When Gabriela Depenau and her husband set up their horse farm in Dedenhausen, 34 kilometers east of Hanover, thirty years ago, there were no wolves here - not since 1872 a body hunter of King George V of Hanover killed the last wolf on the territory of what is now Lower Saxony. For about twenty years, however, the Isegrim has been stalking large parts of Germany from the Saxon part of Lusatia. "Between 20 and 25 individuals live in Burgdorfer Holz, so it is probably the largest pack in Germany," says Depenau. Since then it has been important to protect the 150 horses from our own breeding as well as those of the horse boarding house. A struggle for survival - on both sides. The farmer not only installed fences and cameras to protect her animals,but also advocates a change in the management of the previously strictly protected predator.
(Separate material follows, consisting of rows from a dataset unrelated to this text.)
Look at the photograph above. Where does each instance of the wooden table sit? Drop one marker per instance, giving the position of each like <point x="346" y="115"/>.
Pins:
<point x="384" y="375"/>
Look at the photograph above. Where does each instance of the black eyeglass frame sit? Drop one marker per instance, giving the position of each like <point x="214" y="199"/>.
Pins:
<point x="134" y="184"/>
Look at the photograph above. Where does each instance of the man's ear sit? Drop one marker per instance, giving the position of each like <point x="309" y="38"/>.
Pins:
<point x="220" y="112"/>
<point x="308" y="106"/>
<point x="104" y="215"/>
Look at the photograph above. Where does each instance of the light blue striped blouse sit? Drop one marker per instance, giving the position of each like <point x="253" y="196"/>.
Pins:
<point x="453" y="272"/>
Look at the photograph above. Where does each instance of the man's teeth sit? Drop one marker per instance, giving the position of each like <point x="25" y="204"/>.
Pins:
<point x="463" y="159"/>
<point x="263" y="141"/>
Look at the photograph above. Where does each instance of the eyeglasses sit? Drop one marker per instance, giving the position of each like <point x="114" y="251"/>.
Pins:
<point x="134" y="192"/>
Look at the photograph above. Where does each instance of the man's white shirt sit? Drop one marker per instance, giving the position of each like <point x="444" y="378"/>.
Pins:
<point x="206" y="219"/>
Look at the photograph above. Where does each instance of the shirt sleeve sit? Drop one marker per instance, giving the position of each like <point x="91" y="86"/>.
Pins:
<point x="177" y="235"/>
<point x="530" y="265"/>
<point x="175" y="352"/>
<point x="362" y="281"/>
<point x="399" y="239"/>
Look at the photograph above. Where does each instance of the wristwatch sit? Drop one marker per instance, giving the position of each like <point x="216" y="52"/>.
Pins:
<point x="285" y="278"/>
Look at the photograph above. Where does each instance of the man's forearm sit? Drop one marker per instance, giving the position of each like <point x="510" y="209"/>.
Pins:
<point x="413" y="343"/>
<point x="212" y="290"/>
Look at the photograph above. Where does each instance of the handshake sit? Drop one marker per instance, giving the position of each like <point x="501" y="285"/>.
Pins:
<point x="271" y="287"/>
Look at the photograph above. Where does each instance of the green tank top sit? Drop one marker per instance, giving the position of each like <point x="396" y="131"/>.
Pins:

According to the last wolf monitoring by the federal government, there were 128 packs as well as 39 pairs and nine individual animals in Germany in May 2020. Around 84 percent of wolves live in Brandenburg, Saxony and Lower Saxony. "We already have very high wolf densities in Germany, even higher than in Yellowstone National Park," says Klaus Hackländer, Chairman of the German Wildlife Foundation and Professor of Wildlife Biology and Hunting Management at the University of Natural Resources and Life Sciences in Vienna. According to a study by the Federal Agency for Nature Conservation, Germany still offers a lot of space for the wolf. The country has around 700 to 1400 territories, which would provide space for around 10,000 wolves - ten times as many as today. And that could be achieved quickly, because the population is growing by around 35 percent every year.

So also the wolf pack on the doorstep of the Depenaus. "Last year they had eight, this year they should have seven puppies," she says. And so living together in Burgdorfer Holz is becoming more and more difficult, because the robbers are hungry. According to the analyzes of more than 8000 fecal samples by the Senckenberg Museum für Naturkunde in Görlitz, German wolves mostly feed on wild animals: roe deer, wild boar and red deer. Sheep, goats, cattle or horses do not play a major role with 1.6 percent.

And yet: with the number of wolves, so does the number of cunning farm animals (see graphic). “Last year three horses were torn within a radius of five kilometers. First a Shetland pony, then a larger pony and then a Tinker mare in September, ”says Depenau. The latter was a handsome carriage horse. If an animal is ripped off, the owner receives up to 5000 euros in compensation from the state - not much for a pedigree horse, "besides, they are family members". For the wolf, finely fenced food is easier to capture than a nimble deer. "Wolves are just opportunists," says Klaus Hackländer. They eat what is easiest to get.